2. Outline of the recipient of the Third Party Allotment

(1) Company name CHANGE Inc.
(2) Location TOKYU REIT Toranomon Building 6F, 17-1 Toranomon 3-chome, Minato-ku, Tokyo
(3) Representative Representative Director   Yoshihisa Jimbo
               Hiroshi Fukudome
(4) Business overview Training for services and IT human resource development utilizing libraries and basic technologies of various algorithms such as AI, voice Internet, mobility, IoT big data, cloud, security, etc.
(5) Share capital 1,000 million yen
(6) Date of establishment April 10, 2003
(7) Major shareholders and shareholding ratio Yoshihisa Jimbo  13.17%
Hiroshi Fukudome  7.37%
Akira Itoh      6.52%
Kenji Kaneda     5.79%
Tetsuya Ishihara  5.46%
(As of September 30, 2021)
(8) Relationship with the Company Capital relationship Not applicable.
Personnel relationship Not applicable.
Business relationship Joint development of operational standardization support AI for local government DX is underway.
Related party Not applicable.

(Note) Major shareholders and shareholding ratio are calculated after deducting 623,235 shares of treasury stock.

3. Number of shares in the New Subsidiary after the Third Party Allotment

(1) Number of shares held and ratio of voting rights held before the capital increase 200 shares (Ratio of voting rights held: 100%)
(2) Number of shares held and ratio of voting rights held after the capital increase 200 shares (Ratio of voting rights held: 40%)
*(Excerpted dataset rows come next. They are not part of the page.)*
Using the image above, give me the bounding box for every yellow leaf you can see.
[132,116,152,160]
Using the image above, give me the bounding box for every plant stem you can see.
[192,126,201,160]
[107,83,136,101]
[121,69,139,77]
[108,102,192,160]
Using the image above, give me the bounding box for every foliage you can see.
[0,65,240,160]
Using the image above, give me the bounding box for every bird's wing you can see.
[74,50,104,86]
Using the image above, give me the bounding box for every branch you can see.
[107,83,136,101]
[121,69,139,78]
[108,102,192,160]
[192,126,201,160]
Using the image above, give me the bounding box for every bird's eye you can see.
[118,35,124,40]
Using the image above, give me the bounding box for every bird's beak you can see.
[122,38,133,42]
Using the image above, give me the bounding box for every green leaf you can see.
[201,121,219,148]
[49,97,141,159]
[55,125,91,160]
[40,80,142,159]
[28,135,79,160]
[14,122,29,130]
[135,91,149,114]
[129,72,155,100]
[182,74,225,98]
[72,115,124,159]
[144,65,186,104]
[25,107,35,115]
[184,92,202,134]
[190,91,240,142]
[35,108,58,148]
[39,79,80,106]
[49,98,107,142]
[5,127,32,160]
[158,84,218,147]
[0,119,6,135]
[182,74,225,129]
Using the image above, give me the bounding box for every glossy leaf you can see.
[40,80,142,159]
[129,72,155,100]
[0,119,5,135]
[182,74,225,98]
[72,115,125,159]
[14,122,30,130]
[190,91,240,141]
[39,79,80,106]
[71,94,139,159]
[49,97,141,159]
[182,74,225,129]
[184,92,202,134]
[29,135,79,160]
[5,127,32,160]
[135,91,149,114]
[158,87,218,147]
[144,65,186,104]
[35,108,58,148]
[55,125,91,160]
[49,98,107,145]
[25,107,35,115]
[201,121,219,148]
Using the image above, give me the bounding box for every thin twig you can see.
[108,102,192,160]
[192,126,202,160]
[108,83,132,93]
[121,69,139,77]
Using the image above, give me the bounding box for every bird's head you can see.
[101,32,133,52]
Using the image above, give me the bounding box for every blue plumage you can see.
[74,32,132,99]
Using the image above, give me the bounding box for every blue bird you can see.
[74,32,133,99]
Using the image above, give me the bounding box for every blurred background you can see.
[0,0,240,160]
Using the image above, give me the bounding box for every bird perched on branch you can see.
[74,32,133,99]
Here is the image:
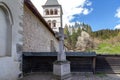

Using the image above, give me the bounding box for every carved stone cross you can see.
[56,27,66,61]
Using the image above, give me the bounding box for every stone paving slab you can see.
[20,73,120,80]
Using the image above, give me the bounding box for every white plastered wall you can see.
[0,0,23,80]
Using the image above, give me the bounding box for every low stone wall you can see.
[96,55,120,73]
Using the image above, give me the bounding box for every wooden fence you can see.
[23,53,120,73]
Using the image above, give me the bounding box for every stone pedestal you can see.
[53,61,71,80]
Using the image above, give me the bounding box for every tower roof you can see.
[45,0,60,5]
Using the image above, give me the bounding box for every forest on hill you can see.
[64,23,120,54]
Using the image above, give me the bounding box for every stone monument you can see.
[53,27,71,80]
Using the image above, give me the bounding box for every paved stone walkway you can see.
[20,73,120,80]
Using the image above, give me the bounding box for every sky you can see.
[31,0,120,31]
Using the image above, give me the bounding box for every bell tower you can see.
[42,0,63,32]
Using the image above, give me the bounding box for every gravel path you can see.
[20,73,120,80]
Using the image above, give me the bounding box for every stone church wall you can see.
[23,6,58,52]
[0,0,23,80]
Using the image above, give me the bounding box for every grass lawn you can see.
[94,42,120,54]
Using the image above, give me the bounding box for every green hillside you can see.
[93,42,120,54]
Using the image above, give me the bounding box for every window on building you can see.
[45,9,49,15]
[54,9,58,15]
[52,20,56,27]
[0,5,12,57]
[50,9,53,15]
[48,20,51,27]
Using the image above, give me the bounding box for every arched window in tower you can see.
[50,9,53,15]
[45,9,49,15]
[48,20,51,27]
[52,20,56,27]
[54,9,58,15]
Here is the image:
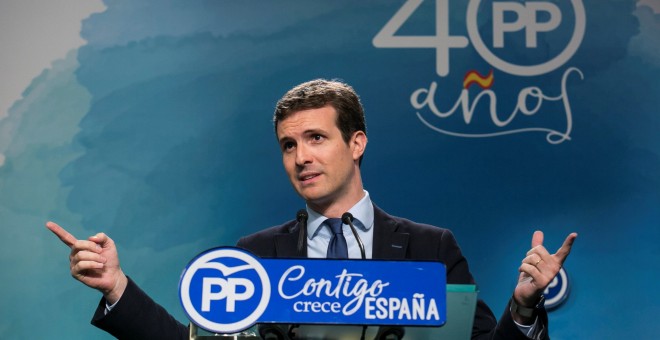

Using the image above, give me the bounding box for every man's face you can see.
[277,106,367,213]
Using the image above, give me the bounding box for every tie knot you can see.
[325,218,344,234]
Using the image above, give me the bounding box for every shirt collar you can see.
[306,190,374,240]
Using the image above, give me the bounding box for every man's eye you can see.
[282,142,295,151]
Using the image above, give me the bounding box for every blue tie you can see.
[325,218,348,259]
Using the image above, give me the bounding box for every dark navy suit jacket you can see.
[92,206,549,339]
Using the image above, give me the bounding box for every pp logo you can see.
[543,268,570,310]
[179,247,271,333]
[373,0,586,77]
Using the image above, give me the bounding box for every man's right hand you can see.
[46,222,128,305]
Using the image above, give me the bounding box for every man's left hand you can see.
[513,231,577,321]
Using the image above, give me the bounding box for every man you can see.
[47,79,577,339]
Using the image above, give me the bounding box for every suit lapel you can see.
[372,205,410,260]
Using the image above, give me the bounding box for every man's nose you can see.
[296,145,312,165]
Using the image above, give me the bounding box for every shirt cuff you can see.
[512,318,539,339]
[103,298,120,316]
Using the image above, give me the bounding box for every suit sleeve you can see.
[92,278,189,340]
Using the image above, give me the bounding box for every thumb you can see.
[532,230,543,248]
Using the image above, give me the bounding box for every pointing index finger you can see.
[555,233,577,263]
[46,221,78,247]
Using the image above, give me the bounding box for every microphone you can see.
[296,209,308,253]
[341,212,367,260]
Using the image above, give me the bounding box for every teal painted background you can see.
[0,0,660,339]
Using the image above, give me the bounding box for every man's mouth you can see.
[298,172,320,183]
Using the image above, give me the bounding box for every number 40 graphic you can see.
[373,0,586,77]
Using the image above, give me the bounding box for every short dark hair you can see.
[273,79,367,143]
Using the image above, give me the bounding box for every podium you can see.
[179,247,477,340]
[190,284,478,340]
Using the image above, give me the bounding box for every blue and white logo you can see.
[543,268,570,310]
[179,248,271,333]
[179,247,447,334]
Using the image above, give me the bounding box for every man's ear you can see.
[351,131,367,160]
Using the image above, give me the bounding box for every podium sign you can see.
[179,247,446,333]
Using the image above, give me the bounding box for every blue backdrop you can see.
[0,0,660,339]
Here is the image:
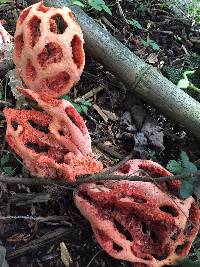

V. Schedule of the Transactions

December 24, 2021   Date of decision by the Company’s President and CEO
December 24, 2021   Date of resolution by CHANGE’s Board of Directors
December 24, 2021   Date of execution of the Joint Venture Agreement
April 1, 2022     Effective date of the Transactions (planned)
April 1, 2022     Date of establishment of the joint venture (planned)
April 1, 2022     Date of start of operations by the joint venture (planned)

VI. Future Outlook

The impact of the Transactions on the Company’s business performance will be limited. If matters arise in the future that need to be announced, such information will be disclosed promptly.